How to run a pipeline with these 2 taks?

I’m trying to create a DAG for this ETL pipeline that does 2 taks?

  1. Execute a sql query on a raw dataset that stores results in a csv file
  2. Loads the resulting data into Amazon redshift

Can anyone please assist? and hopefully reference a source used that could even help me do this on my own? I’ve fond plenty of useful DAG tutorials on youtube but they dont seem to address my issue.

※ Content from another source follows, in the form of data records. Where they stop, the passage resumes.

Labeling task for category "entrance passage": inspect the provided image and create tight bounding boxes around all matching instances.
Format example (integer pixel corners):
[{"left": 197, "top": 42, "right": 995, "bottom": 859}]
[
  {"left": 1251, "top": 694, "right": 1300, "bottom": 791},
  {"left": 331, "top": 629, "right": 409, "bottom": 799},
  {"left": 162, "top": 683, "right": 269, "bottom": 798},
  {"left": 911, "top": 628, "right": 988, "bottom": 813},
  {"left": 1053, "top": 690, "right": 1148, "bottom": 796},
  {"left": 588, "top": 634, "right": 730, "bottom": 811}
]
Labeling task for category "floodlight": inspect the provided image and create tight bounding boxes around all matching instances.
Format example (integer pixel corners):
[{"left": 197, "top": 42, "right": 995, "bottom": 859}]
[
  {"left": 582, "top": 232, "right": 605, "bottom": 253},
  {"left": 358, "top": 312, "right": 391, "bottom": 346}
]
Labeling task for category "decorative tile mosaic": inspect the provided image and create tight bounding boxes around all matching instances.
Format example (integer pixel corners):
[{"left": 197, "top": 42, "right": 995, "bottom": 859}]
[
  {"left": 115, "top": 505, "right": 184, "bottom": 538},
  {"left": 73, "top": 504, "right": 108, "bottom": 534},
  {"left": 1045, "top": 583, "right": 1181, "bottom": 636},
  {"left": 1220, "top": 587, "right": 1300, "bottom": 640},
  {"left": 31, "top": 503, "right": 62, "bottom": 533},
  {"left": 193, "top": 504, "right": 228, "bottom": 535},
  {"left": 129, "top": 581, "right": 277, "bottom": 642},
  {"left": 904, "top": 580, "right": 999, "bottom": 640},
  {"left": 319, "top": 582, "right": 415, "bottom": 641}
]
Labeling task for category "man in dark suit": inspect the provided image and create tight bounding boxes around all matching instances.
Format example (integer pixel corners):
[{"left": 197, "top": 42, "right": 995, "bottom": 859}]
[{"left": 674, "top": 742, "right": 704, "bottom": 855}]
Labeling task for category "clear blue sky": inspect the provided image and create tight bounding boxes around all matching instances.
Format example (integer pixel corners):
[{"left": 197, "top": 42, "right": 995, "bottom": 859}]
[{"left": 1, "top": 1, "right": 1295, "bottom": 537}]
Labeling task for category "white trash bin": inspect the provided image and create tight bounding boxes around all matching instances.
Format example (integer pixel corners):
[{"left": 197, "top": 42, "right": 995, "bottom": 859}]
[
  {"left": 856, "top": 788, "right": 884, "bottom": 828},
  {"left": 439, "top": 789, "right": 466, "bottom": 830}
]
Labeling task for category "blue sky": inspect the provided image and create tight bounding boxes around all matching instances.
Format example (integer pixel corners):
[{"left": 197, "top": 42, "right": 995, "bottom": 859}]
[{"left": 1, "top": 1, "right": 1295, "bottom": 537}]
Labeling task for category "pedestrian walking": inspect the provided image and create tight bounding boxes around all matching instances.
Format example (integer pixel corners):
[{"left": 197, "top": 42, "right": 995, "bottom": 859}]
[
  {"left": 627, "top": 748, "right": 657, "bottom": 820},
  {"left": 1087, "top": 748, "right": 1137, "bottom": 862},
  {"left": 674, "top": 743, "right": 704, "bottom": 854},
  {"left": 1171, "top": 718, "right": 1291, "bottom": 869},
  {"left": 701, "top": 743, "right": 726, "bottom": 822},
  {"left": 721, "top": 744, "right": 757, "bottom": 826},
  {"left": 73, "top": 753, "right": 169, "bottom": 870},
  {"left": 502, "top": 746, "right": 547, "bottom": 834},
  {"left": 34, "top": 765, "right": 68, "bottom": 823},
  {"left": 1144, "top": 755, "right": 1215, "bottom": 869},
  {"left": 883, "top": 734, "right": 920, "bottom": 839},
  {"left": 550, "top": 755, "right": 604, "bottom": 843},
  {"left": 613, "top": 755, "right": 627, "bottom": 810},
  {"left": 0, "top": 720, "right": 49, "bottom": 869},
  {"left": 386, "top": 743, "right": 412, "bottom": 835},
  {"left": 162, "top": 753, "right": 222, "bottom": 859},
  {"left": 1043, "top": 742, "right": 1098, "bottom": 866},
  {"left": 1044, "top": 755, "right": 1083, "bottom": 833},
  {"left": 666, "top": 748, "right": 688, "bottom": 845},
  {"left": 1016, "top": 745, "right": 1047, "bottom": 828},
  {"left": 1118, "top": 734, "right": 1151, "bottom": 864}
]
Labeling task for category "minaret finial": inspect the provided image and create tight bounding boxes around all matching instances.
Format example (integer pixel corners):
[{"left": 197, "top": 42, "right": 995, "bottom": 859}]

I’m also the only data engineer/analyst in my company so I dont have anyone to ask for help irl

So far, i’ve done the basic for a DAG, it’s just adding the tasks for the 2 that i need:

import pandas as pd

from datetime import datetime

from airflow.models import DAG

from airflow.operators.python import PythonOperator

from airflow.hooks.postgres_hook import PostgresHook

from airflow.models import Variable

from airflow.operators.bash import BashOperator

from airflow.providers.postgres.operators.postgres import PostgresOperator

with DAG(

    dag_id='postgres_db_dag',

    schedule_interval='@daily',

    start_date=datetime(year=2022, month=2, day=1),

    catchup=False

) as dag:

    pass

Thanks!

Hi @redrum

You could give the SqltoS3Operator and S3ToRedshiftOperator a try to accomplish this use case.

Each of those links will have example DAGs where you can see how to set the operators up, or browse other example DAGs in the registry for inspiration.